Prótese transformacional
Criação e fabricação de protótipos de superfícies de revestimento de próteses transformacionais relacionando arte e tecnologia.
• Profa. Dra. Monica Tavares, Pós-Doutora Juliana Henno, Prof. Dr. Chi Nan Pai
APRESENTAÇÃO
Há um número muito pequeno de opções de prótese de membro superior, que atende simultaneamente às demandas funcionais e estéticas, como forma de aumentar a autoestima do usuário e contribuir para sua inclusão na sociedade. Na “prótese transformacional”, mais especificamente na “prótese como escultura corporal” (Tavares, 2021)1, ocorre intrinsecamente a complementação dessas demandas. São peças artísticas tridimensionais, anexadas ao corpo e passíveis de serem esteticamente customizadas pelo receptor. Agem como meio de transformações física e psicológica de modo a fortalecer a autoconfiança do usuário.

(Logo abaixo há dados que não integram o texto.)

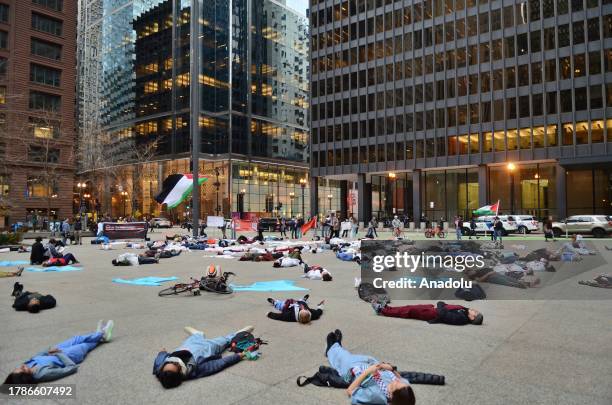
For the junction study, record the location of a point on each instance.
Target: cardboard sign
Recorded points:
(128, 230)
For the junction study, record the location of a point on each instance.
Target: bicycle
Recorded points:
(181, 288)
(432, 233)
(219, 285)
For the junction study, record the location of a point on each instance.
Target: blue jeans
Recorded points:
(343, 361)
(77, 347)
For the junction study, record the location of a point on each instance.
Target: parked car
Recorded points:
(526, 223)
(160, 223)
(270, 224)
(597, 225)
(485, 224)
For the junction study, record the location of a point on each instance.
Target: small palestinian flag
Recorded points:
(176, 188)
(487, 209)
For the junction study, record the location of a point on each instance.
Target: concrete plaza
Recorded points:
(537, 352)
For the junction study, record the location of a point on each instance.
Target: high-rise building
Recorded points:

(1) TAVARES, Monica. A representação tridimensional de objectiles enquanto -próteses transformacionais-. Datjournal Design Art and Technology, v. 6, p. 7-18, 2021.
ESTRATÉGIA CONCEITUAL
A partir da transdisciplinaridade entre arte-design, ciência e tecnologia, as próteses transformacionais ampliam a experiência do usuário e potencializam a maneira da pessoa se situar no mundo. Por meio da modularidade, da tendência não antropomórfica e do co-design, asseguram-se soluções que aliam funcionalidade e singularidade estética. As próteses convencionais buscam, em geral, mimetizar a aparência do membro ausente, mas nem sempre atendem às necessidades de expressão individual, autoestima e identidade de seus usuários. Este projeto propõe o desenvolvimento de próteses de membro superior, sejam elas de alto desempenho ou de baixo custo, produzidas por impressão 3D, customizáveis e/ou personalizáveis.
PROCESSO
Com base em digitalização tridimensional, design paramétrico e fabricação digital (processo aditivo - FDM e SLA), o processo de construção dessas próteses possibilita adaptação precisa à anatomia de cada usuário, ao mesmo tempo em que viabiliza soluções customizadas e/ou personalizadas. Essas tecnologias permitem, respectivamente: uma maior adequação do dispositivo ao corpo do usuário; a exploração dinâmica de diferentes formas por meio da variação de parâmetros; e a incorporação de demandas estéticas, pela definição de cores, detalhes e materiais específicos.
CONCLUSÃO
O uso das próteses transformacionais não só contribui para abrandar limitações físicas do usuário, mas firma-se como meio de transformação interior, minimizando o conceito tradicional e estigmatizado de deficiência. Cada prótese torna-se, assim, uma extensão simbólica do corpo, reafirmando o protagonismo e a subjetividade do usuário. A confluência entre funcional e estético potencializa a criação de produtos assistivos, tornando-os mais adaptados e atraentes para as pessoas, acarretando, assim, a mudança de paradigma na criação de próteses. As possibilidades de customização e/ou personalização, promovidas pelo agenciamento do usuário, refletem no aumento de sua autoestima, impulsionando uma relação de pertencimento entre ele e produto. As próteses transformacionais promovem uma maior aceitação social dos indivíduos com deficiência em seus contextos socioculturais, ampliando, consequentemente, sua autoconfiança.